Figure 3.

rAAV2/9-Mediated miTmc Suppresses Expression of Tmc1 c.1235T>A In Vivo

(A) Dual-promoter viral insert in which the U6 promoter drives miTmc miRNA expression and the CMV promoter drives eGFP expression. miSafe was specifically selected for its validated low off-targeting potential.²⁴

(B) Two weeks after trans-RWM injection of miTmc at P0–P2, native eGFP localization was visible in transduced IHCs and OHCs in the organ of Corti.

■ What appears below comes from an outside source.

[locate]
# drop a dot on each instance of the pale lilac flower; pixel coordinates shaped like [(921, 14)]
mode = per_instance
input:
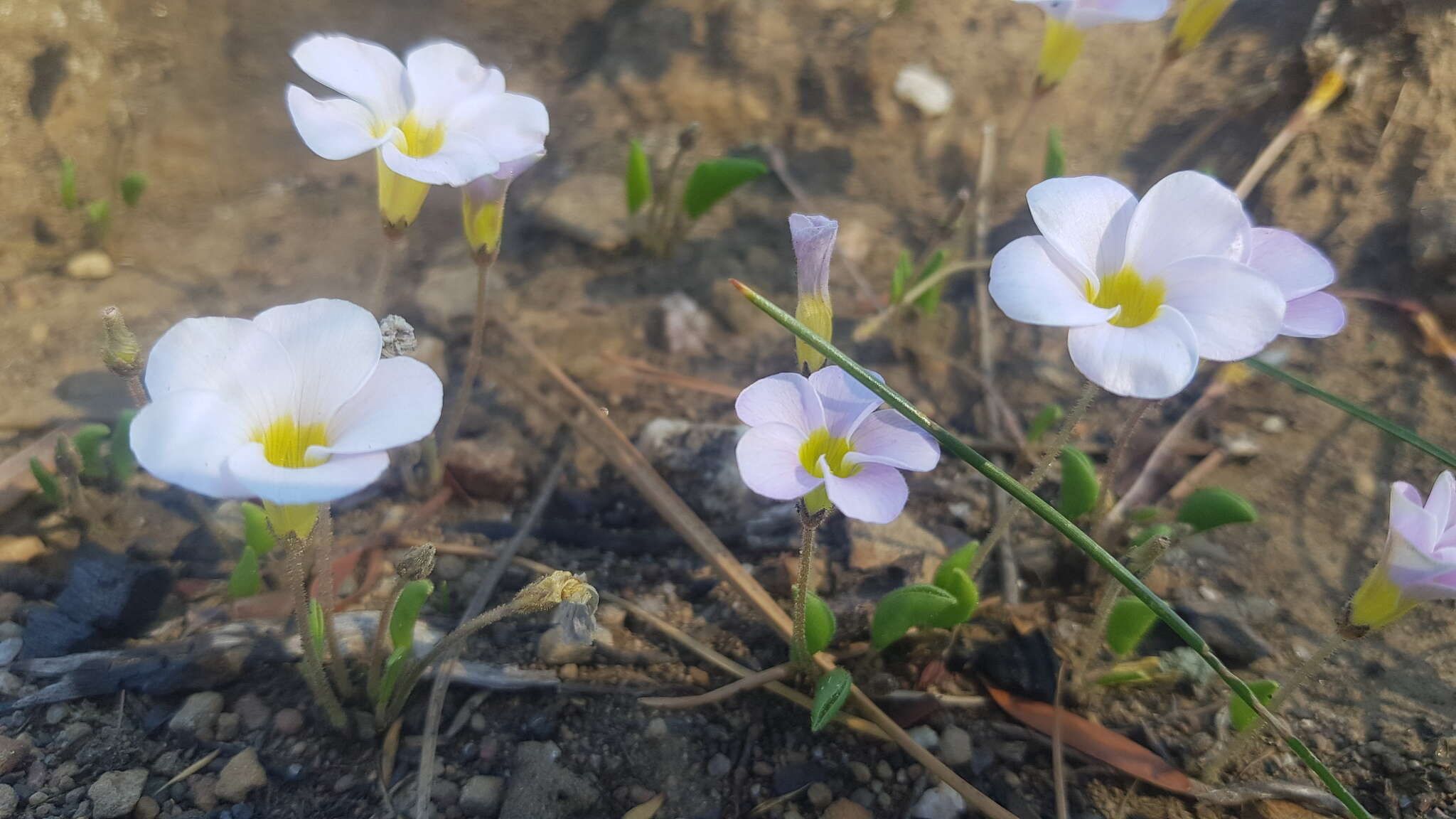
[(1146, 287), (293, 407), (825, 433), (1300, 273)]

(C) Expression of wild-type Tmc1 and Bth Tmc1 mRNA was measured by real-time qPCR using allele-specific primers. Allele-specific qPCR amplification was carried out on groups of individually isolated auditory hair cells (Movie S1). All samples were normalized to β-actin. Expression of wild-type Tmc1 mRNA measured in the untreated contralateral sample was set at a value of 1. mRNA abundance was calculated in relation to that of this untreated contralateral sample with wild-type Tmc1. Abundance of both wild-type Tmc1 and Bth Tmc1 were measured in samples containing 12 cells collected from either miTmc-treated ears or untreated contralateral ears from five 4-week-old Tmc1^Bth/+ mice. Cells collected from untreated contralateral ears were GFP negative, whereas cells collected from miTmc-injected ears were GFP positive. mRNA abundance was calculated by the ΔΔCt method. The range indicated by the error bars represents the SD of ΔΔCt on the basis of the fold-difference calculation 2^−ΔΔCt, where ΔΔCt + S and ΔΔCt − S.